As I have said elsewhere in this blog, notably about a film from the same production company, I enjoy bad art. I am, in fact, one of those incomprehensible people who likes to smoke a joint and put on a double bill of, say, Plan 9 From Outer Space and The Brain From Planet Arous and laugh my ass off. Given the success of this film, though (the Internet is saying they’re already making a sequel), I think it’s necessary to make an important distinction. The kind of bad art that I enjoy is art that was not created as bad art, but, like Ed Wood Jr., where someone set out to make a fine film and ended up with Glen or Glenda.  I have never enjoyed films like Attack of the Killer Tomatoes which deliberately set out to BE bad art; I don’t care much for the “nudge nudge wink wink” school of cinema.

Thunder Levin cannot possibly have made a good movie, given the raw materials; you cannot hire Ian Ziering and Tara Reid, restrict the budget to $2 million, and expect work at the level of Richard Burton and Elizabeth Taylor. As a character on Modern Family said recently, “Meryl Streep could play Batman and be the right choice.”  It works the other way: Tara Reid could play a drunken slut and be the wrong choice. Not every film can hire Meryl Streep and play with $150 million worth of special effects; I get that. But if you’re restricted to making a small movie, I can’t see that there is any choice other than trying to make a good small movie, unless you are The Asylum. The Asylum deliberately casts actors who have more reputation than talent, trying to parlay a tiny budget into some kind of recognition factor. In the past they have used  Carmen Electra, Jaleel White, Tiffany, Lorenzo Lamas and Debbie Gibson.  This is not an accident; they’re trying to make you laugh at the spectacle of a washed-up 80’s pop star with little or no acting talent being menaced by either Mega-Shark or Giant Octopus.  In short, what this is is meretricious.  They’ve avoided the arena of “good” or “bad” filmmaking and settled for counting up the number of times someone tweets “OMG Lorenzo Lamas is such a cheeseball!”  In other words, apparently in the progression from direct-to-video to direct-to-Netflix, someone has realized that you don’t actually have to create a film at all — you merely have to create something that people will talk about as if it were a film.
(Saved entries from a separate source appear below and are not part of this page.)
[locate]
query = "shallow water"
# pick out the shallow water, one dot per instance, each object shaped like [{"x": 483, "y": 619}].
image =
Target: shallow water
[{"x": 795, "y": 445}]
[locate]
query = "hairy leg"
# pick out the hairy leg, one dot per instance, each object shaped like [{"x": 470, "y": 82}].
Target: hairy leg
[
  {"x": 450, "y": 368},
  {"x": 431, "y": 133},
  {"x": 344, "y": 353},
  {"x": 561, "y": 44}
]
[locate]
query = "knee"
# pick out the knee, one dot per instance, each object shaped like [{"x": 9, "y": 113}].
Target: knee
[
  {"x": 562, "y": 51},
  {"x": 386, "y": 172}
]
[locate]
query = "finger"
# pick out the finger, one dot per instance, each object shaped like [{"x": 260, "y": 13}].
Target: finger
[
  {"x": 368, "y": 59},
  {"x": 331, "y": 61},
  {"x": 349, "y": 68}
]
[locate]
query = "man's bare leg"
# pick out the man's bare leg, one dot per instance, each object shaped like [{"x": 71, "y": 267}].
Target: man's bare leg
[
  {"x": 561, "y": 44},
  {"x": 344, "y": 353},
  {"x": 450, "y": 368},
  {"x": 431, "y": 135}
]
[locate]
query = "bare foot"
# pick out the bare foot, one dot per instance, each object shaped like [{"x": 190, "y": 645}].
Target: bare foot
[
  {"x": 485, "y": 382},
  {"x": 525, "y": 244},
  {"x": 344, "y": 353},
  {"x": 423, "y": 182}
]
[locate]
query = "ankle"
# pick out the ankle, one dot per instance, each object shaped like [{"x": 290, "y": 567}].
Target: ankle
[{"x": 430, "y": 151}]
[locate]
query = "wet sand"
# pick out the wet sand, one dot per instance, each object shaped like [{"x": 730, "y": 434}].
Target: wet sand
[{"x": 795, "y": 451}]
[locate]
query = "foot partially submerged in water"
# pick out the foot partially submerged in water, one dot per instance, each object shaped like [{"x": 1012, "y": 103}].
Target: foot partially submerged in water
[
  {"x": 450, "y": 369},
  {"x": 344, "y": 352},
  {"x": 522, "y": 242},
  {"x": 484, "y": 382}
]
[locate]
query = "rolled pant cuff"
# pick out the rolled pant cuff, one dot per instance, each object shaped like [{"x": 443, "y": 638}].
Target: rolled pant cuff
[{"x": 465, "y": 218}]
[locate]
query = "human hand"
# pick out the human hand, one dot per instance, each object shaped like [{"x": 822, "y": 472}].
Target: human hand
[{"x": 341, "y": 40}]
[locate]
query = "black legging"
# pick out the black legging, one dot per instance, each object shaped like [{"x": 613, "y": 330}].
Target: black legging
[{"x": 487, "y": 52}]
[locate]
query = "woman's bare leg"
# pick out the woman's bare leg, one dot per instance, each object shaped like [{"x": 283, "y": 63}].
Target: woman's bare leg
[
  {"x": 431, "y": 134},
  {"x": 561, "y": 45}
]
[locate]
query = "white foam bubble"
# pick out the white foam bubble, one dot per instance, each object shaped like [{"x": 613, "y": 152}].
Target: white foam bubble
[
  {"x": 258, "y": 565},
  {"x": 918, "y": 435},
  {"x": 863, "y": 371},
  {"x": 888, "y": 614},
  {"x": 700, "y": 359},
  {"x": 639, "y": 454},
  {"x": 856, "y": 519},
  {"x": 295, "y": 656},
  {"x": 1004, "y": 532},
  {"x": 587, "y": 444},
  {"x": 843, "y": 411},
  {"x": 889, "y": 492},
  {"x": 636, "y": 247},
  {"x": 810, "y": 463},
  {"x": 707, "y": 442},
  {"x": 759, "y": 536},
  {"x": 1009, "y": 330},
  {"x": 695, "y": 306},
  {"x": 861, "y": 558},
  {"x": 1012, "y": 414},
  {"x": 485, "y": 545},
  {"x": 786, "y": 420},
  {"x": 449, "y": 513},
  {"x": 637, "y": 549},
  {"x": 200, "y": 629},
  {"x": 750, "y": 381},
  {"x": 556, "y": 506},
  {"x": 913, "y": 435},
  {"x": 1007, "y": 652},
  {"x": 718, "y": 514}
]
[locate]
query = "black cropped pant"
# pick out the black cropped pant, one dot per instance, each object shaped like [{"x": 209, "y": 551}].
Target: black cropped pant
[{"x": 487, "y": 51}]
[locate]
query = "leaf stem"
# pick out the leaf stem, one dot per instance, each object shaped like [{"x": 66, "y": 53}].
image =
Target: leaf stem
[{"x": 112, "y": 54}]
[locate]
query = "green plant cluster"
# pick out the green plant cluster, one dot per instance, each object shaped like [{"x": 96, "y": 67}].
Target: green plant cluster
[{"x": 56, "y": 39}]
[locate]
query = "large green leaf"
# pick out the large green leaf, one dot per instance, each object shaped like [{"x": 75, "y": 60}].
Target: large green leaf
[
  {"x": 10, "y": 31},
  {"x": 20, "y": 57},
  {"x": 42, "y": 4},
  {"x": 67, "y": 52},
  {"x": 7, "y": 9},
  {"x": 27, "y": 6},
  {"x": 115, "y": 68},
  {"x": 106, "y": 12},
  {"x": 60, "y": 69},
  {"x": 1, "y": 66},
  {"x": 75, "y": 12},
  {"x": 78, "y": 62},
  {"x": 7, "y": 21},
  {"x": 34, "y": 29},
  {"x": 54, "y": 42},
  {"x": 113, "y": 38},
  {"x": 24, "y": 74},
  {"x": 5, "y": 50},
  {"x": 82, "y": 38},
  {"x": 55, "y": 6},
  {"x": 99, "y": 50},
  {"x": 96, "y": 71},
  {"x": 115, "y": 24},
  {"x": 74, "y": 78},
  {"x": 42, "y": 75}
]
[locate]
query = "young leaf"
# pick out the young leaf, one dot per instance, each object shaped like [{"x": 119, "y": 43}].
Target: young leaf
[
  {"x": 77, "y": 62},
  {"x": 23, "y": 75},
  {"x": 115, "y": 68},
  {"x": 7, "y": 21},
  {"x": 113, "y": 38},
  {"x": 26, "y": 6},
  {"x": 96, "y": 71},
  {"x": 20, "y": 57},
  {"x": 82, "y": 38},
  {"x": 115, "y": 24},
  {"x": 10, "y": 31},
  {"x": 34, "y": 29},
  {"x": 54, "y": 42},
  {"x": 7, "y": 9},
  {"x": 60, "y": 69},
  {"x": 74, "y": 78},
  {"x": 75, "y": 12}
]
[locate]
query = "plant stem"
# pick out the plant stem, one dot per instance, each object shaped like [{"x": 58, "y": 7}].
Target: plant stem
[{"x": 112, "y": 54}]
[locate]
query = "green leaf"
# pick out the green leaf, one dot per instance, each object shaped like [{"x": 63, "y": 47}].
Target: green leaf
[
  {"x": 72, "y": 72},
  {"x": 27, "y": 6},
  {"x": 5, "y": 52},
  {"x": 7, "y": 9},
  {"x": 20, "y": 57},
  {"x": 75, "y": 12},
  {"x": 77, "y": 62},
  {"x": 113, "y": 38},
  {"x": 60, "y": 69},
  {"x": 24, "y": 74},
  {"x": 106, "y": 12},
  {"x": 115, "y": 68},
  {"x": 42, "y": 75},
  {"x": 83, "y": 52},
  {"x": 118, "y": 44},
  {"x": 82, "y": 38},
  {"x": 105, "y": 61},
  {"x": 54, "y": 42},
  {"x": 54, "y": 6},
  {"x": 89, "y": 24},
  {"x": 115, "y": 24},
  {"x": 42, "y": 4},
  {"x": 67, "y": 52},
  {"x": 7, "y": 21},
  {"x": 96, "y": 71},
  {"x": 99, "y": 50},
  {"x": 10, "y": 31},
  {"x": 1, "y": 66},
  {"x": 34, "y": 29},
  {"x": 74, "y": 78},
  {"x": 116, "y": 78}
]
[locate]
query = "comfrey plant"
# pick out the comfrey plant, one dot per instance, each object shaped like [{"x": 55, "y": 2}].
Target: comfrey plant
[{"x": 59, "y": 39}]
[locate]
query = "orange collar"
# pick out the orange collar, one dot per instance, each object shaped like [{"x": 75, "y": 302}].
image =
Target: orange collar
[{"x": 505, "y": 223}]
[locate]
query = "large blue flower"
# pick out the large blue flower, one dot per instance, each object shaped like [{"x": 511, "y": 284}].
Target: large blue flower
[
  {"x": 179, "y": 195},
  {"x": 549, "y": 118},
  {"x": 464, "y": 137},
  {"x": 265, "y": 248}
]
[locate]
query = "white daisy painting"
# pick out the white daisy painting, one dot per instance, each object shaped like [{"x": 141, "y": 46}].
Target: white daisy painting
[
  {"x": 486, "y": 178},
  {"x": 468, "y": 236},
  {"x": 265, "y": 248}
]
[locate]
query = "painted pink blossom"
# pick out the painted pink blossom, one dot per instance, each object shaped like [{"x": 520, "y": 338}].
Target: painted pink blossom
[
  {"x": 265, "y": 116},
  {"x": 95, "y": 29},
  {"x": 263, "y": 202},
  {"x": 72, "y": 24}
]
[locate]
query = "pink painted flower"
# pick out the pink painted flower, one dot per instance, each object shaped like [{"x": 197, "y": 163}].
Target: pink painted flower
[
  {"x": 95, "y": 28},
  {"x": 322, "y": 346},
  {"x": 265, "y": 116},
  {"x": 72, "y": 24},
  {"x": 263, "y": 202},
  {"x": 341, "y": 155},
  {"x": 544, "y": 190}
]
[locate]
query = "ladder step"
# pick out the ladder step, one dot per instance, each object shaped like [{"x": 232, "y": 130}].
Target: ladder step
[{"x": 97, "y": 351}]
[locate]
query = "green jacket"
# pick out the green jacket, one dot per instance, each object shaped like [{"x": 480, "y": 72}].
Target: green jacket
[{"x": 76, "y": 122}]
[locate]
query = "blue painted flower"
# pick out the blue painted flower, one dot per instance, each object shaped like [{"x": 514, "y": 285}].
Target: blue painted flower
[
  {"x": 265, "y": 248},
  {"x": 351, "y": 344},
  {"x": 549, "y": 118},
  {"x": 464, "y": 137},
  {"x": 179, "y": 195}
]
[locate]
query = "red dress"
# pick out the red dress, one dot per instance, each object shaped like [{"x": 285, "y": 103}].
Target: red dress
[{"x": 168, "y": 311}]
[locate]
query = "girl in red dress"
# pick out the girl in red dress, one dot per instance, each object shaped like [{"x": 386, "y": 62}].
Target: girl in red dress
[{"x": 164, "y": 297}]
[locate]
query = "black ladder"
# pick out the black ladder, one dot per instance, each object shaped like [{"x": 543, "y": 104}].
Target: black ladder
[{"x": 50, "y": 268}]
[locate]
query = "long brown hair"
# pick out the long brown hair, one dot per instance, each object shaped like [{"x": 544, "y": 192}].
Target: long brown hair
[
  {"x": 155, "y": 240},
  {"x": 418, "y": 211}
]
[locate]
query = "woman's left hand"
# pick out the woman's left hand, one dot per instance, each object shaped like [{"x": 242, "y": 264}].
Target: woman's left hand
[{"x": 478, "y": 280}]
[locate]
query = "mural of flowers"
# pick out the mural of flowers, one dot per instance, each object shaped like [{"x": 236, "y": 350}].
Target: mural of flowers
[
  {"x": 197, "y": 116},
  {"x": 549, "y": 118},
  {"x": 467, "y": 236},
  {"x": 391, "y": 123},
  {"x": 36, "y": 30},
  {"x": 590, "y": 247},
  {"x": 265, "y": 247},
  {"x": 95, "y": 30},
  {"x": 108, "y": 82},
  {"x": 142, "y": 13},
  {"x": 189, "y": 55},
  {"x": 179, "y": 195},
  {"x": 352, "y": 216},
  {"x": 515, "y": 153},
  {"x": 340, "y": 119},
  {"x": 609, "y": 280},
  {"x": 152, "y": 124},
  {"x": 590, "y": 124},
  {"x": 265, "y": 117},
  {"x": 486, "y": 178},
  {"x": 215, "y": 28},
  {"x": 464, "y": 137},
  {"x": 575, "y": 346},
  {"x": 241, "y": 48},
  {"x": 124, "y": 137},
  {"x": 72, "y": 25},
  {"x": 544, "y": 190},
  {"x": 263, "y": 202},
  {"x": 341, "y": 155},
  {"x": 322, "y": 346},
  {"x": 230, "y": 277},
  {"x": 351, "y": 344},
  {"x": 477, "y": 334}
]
I think it’s quite telling that even though I am one of the few reviewers who is willing to engage with a bad film and try and assess it rationally, I ended this experience wishing that I had not had the experience of watching this.  I can only hope that this fad for deliberately bad art will be over soon.  Given the fact that they can make money without actually spending much, I tend to doubt it, but I can hope.

Oh, I nearly forgot to mention the one thing that made me laugh for the right reasons. Not content with the heavy-handed mockery of naming the central character Fin, the closing slide, in an echo of fine foreign movies of a certain vintage, says merely “Fin”.  THAT, I laughed at.

Notes For the Collector:

The film is currently being shown on television in Canada on Space and in the USA on Syfy.  If you do not live in one of those countries, or don’t have cable, you can purchase a copy on Amazon for about $11.99 as of September 3, 2013. Why exactly you would want to do that is a matter between yourself and your artistic integrity, but it’s there if you want it.